Why Obama Should Run on His Record

The economy's improving, he's winning wars and he's using Romney's health care plan -- why not take that case to America?

Ron Sachs-Pool/Getty Images

The Economy

If the euro collapses, then all bets are off. But economic signs are starting to look up. Moody’s economist Mark Zandi described January’s drop to 8.3 percent unemployment overall — and 13.6 percent among blacks — and addition of 243,000 jobs to nonfarm payrolls as “a fantastic jobs report, not a single blemish.”

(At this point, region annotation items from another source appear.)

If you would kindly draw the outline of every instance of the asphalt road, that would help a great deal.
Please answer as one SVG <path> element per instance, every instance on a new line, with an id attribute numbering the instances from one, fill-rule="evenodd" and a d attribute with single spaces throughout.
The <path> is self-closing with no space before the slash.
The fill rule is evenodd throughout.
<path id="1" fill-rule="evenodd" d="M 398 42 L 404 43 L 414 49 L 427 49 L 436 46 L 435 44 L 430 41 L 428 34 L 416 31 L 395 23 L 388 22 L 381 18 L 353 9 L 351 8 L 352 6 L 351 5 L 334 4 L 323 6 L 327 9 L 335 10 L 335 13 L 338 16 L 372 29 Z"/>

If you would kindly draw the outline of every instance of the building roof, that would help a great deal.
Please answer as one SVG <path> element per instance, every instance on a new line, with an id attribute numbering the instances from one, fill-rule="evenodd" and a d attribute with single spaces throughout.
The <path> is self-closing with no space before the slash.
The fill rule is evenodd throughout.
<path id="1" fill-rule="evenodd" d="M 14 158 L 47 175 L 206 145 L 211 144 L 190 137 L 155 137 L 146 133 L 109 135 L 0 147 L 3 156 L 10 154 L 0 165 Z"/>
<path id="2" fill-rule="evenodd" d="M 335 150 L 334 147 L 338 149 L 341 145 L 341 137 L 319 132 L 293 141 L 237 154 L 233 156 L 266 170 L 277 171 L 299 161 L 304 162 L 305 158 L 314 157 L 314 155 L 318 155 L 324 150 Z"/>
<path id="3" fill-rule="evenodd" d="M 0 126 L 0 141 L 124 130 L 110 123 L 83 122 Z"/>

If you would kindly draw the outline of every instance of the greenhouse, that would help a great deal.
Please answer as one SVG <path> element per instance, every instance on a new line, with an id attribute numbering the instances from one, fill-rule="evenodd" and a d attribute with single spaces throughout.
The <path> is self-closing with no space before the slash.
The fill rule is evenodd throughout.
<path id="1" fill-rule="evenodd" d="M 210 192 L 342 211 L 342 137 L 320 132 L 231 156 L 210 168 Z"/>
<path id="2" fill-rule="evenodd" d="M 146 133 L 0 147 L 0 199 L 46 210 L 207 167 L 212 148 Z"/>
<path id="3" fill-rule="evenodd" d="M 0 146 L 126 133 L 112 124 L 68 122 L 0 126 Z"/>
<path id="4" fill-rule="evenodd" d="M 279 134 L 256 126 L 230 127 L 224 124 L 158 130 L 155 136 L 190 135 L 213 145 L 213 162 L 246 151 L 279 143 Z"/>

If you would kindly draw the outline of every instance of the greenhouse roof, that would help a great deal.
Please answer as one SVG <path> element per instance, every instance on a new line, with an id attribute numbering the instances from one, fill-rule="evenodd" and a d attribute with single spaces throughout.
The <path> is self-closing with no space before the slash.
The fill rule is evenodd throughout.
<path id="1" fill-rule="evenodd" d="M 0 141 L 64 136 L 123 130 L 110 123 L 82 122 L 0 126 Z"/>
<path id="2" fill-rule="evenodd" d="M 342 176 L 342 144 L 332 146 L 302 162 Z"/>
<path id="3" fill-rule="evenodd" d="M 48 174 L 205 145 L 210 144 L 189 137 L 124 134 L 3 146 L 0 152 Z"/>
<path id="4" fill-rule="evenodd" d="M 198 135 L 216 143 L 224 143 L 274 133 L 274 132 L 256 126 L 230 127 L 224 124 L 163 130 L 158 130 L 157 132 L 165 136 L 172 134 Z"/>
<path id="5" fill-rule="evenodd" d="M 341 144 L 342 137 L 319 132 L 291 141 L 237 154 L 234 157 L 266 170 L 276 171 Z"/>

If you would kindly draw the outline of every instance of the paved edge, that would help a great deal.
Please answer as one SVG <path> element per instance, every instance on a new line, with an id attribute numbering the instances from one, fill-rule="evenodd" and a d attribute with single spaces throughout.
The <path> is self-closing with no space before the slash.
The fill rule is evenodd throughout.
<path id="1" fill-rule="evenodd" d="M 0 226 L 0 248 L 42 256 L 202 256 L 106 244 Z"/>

The Dow hit its low point at 6,626 on Obama’s 47th day in office and closed Friday at 12,862 — just shy of its four-year high. Romney has a detailed economic plan that calls for some of the same things Obama proposed in his jobs plan, but if Obama can find a better way to trumpet his own record, then Romney will be forced to show how his plan helps the economy grow faster than it already has.

The Wars

If we go to war with Iran over its nukes, then all bets are off. But in the last three years, Obama successfully managed the end of one war he inherited, turned the heat up on the other war he inherited and won the war that he and his European counterparts started — in six months, without a single U.S. or NATO casualty. If he does become president, Romney may or may not show us the same ice-cold war-making resolve of Obama, but he probably won’t have that kind of record.

The Individual Mandate

Romney backers are twisting themselves into knots to justify the individual mandate in Romney’s Massachusetts health insurance scheme and distinguish it from the mandate in Obama’s health insurance scheme. This week, conservative lightning rod Ann Coulter penned a column bluntly acknowledging that until Obama came along, “mandatory private health insurance was considered the free market alternative to the Democrats’ piecemeal socialization of the entire medical industry.” She might provide cover for Romney in the GOP primaries, but it also means Romney will have to come up with a better way to explain away his position in 2007 that the individual mandate was “a good model for other states.”

Because as things stand now, in future debates with Romney, all Obama will have to say in defense of his plan is, “You were right, Governor Romney … that’s why we copied your plan.”